Harness Health will continue to provide basic health care services to Oberlin students, and Lorain County’s Family Planning Services will cover reproductive health care services. This includes providing gender-verifying care, providing medications such as birth control pills and Plan B. Family planning clinics are also considering offering telemedicine, according to a statement.
“Oberlin has already installed three vending machines that sell condoms,” Ambar said in a statement. I have.”
Ambar reiterated that equitable access to reproductive health is a personal and organizational value.
“We want to assure students and parents, faculty and staff, and alumni that we have a multi-layered approach to student care that includes all the reproductive health services that students deserve,” she wrote.
For former student health workers, Tuesday’s announcement was welcome, but could have been avoided if administrators had spoken to clinic staff.
“I think they made a bad decision choosing Mercy,” said Amy Holmes, a former women’s health expert at Student Health Services. “I don’t think they were thinking about reproductive health,” she said.
Oberlin first outsourced student health services a year ago when it signed a contract with a Cleveland-based university hospital. The university said the decision was related to increased demand for its services during the COVID-19 pandemic, according to the campus newspaper. (The university has outsourced food and storage operations in recent years.) Students complained of long wait times and lack of appointments after the transition.
Holmes remained with Student Health Services during the switch to University Hospital, but said she was not given the opportunity to apply for Harness Health Partners because her position was essentially precluded.
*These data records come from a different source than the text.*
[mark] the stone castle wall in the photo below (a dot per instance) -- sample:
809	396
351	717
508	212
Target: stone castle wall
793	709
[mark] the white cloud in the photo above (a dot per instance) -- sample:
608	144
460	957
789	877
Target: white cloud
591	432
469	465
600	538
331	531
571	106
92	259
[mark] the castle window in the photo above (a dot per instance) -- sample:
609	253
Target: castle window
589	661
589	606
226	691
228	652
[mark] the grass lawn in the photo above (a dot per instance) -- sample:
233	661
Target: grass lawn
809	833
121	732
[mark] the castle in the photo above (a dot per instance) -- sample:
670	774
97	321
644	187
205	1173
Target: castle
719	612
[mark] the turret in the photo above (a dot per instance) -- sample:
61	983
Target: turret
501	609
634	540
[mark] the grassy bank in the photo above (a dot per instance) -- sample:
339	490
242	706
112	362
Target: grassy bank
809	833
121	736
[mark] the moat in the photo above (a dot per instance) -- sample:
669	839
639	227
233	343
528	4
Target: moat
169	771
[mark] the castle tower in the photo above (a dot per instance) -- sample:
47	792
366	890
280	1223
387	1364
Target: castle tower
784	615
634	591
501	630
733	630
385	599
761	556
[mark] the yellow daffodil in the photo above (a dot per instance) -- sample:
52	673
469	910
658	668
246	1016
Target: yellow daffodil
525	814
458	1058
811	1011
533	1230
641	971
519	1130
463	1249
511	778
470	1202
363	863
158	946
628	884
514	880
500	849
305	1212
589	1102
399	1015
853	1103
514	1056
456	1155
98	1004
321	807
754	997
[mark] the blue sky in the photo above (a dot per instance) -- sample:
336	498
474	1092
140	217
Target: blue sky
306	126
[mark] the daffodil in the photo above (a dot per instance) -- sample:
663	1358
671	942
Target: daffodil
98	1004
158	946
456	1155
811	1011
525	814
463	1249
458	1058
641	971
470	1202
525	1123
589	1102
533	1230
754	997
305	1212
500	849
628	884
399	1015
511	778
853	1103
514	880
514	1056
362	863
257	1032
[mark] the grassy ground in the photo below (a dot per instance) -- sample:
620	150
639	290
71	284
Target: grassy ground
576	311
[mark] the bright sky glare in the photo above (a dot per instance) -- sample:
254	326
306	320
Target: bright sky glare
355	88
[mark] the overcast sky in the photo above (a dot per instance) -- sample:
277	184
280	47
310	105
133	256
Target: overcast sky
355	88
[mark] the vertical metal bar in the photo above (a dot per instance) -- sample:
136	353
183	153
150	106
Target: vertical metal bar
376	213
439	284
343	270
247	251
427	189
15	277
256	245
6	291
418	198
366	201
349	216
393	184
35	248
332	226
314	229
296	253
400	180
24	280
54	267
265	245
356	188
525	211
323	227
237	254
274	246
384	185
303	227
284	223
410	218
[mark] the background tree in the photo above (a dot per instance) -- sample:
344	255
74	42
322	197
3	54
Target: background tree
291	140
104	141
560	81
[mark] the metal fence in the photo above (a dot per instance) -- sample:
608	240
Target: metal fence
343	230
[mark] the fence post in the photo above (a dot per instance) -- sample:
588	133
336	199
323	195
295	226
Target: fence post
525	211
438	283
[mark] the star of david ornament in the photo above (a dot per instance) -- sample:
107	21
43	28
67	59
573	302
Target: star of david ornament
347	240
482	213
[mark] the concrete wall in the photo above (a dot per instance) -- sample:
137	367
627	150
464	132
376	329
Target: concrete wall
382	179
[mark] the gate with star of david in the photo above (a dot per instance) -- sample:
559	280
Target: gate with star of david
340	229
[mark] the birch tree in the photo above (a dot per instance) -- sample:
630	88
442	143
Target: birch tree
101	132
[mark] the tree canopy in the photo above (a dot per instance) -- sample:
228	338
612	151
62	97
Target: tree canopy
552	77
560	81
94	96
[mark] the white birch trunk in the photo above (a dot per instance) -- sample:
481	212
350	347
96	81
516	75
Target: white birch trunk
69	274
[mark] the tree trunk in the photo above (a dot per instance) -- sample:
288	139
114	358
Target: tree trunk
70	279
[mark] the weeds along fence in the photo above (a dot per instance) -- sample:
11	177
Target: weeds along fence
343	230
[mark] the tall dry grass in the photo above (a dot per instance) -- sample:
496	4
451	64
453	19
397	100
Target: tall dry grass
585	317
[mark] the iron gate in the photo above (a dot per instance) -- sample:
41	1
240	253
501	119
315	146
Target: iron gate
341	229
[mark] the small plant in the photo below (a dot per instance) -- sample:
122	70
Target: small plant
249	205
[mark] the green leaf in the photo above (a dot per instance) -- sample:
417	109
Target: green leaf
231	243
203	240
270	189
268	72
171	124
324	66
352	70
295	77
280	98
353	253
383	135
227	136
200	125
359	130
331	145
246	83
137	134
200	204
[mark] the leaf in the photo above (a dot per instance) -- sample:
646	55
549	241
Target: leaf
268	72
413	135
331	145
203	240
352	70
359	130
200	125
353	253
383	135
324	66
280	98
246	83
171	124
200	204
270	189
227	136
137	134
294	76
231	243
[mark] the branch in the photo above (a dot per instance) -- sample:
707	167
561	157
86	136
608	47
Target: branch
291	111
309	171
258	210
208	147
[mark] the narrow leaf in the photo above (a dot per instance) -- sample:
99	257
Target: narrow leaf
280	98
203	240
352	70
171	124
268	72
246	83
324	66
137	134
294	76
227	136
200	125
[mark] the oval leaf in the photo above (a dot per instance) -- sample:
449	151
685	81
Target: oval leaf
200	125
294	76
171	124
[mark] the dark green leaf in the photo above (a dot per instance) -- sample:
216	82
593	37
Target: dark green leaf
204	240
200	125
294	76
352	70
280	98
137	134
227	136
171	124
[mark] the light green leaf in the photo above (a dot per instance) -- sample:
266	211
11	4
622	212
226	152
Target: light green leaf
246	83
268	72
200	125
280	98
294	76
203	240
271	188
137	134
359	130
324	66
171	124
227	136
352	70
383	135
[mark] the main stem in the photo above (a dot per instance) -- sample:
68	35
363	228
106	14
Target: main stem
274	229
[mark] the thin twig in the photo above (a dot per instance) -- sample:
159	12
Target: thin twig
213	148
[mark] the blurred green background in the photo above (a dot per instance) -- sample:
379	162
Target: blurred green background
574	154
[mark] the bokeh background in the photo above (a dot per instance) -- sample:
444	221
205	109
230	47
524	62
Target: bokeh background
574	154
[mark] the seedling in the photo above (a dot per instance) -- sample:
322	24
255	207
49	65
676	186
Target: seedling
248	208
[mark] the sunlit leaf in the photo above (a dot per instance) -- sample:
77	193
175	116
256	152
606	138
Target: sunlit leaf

Erin Gornall, a registered nurse who was the clinical coordinator for Student Health Services, had a similar experience.
Gornall and Holmes said Oberlin’s Student Health Service, under the University Hospital, has six staff members. Under Harness Health, the clinic has only three staff and no registered nurses. Both said they asked Oberlin why he changed the student’s health care provider, but received no answer.
Gornall said he fears the combination of Roe’s overthrow and the move to Harness Health will prevent students from getting the reproductive health care they need.
Last year, Student Health Services added oral contraceptives to the on-site pharmacy for easy access by students. The clinic also gave the students free Plan B pills, no questions asked. Both hope that family planning services will intervene to ensure that students continue to receive the services they need.
“We want to make sure [students are] We can get the services they need without us being included.